🤖 AI Summary
This work addresses off-policy evaluation in finite-horizon Markov decision processes under function approximation and limited data coverage. It proposes a novel method based on recursive reweighting and moment matching, which optimizes scalar weights through a value-function discriminator class in a top-down manner to align the reweighted returns with the expected return under the target policy. The approach unifies and generalizes existing techniques such as importance sampling and linear fitted Q-evaluation. Notably, under the sole assumption that the true Q-function is realizable within the chosen function class, it establishes the first finite-sample error bound that is independent of both the statistical complexity of the function class and the ambient dimensionality.

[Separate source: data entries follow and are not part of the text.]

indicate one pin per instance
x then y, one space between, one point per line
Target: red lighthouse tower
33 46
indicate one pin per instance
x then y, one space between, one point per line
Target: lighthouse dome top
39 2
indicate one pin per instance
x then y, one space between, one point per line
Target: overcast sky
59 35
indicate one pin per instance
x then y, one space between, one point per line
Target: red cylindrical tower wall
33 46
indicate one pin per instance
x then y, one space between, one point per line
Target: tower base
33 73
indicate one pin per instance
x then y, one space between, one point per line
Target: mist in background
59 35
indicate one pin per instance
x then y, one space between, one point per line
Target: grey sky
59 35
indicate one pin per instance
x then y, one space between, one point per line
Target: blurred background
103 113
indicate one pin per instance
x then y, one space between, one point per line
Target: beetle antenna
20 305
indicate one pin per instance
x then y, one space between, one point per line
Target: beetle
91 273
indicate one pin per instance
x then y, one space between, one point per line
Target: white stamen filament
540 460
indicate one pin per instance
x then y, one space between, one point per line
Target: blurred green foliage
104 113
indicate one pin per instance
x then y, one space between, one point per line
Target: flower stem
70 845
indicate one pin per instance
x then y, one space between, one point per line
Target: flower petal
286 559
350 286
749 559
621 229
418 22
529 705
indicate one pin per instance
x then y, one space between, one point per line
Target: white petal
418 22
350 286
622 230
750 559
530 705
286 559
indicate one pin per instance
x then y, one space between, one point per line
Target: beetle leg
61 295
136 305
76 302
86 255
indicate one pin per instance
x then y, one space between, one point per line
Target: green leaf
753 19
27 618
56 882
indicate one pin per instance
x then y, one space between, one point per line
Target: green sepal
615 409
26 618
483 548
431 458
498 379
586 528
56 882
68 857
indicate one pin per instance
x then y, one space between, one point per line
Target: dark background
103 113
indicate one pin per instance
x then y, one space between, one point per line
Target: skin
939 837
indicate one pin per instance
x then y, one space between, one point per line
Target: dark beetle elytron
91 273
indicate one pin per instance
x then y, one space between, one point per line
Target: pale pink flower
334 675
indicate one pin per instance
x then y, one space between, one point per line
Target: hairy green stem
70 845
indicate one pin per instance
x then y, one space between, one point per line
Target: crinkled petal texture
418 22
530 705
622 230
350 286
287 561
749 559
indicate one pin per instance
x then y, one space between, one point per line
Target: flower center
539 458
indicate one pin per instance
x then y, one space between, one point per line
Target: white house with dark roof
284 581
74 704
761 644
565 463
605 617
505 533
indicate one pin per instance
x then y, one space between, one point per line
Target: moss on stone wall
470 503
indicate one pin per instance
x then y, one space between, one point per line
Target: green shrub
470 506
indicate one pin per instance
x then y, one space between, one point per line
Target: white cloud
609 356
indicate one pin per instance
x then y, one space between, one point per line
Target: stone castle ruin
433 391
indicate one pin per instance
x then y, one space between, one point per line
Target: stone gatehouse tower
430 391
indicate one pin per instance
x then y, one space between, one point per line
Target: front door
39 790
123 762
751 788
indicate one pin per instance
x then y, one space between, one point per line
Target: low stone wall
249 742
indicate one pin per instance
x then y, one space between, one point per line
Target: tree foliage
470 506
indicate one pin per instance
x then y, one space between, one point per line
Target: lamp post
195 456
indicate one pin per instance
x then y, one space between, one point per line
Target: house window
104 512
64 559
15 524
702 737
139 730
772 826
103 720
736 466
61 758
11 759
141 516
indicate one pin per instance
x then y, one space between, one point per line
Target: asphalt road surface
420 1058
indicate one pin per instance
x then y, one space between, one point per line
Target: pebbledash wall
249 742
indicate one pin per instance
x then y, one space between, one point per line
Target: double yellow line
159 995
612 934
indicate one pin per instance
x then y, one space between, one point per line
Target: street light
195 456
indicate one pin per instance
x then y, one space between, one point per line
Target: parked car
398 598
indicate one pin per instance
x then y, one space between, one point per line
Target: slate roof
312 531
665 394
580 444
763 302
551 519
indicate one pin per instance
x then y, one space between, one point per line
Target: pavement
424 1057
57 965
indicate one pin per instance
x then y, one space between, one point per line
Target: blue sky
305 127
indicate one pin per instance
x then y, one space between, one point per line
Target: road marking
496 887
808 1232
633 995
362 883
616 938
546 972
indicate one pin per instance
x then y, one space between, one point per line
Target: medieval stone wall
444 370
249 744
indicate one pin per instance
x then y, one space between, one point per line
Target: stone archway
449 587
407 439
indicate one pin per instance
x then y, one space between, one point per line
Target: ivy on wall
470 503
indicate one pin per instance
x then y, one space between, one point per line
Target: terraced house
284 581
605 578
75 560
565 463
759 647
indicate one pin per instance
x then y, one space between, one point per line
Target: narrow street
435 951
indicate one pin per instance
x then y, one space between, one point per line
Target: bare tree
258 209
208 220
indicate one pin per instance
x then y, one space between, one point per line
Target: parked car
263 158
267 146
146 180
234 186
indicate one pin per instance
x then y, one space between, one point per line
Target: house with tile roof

This result advances the theoretical understanding of coverage conditions in offline reinforcement learning and significantly enhances the accuracy and robustness of policy evaluation.
📝 Abstract
We present a novel theoretical framework, Q-MMR, for off-policy evaluation in finite-horizon MDPs. Q-MMR learns a set of scalar weights, one for each data point, such that the reweighted rewards approximate the expected return under the target policy. The weights are learned inductively in a top-down manner via a moment matching objective against a value-function discriminator class. Notably, and perhaps surprisingly, a data-dependent finite-sample guarantee for general function approximation can be established under only the realizability of $Q^π$, with a dimension-free bound -- that is, the error does not depend on the statistical complexity of the function class. We also establish connections to several existing methods, such as importance sampling and linear FQE. Further theoretical analyses shed new light on the nature of coverage, a concept of fundamental importance to offline RL.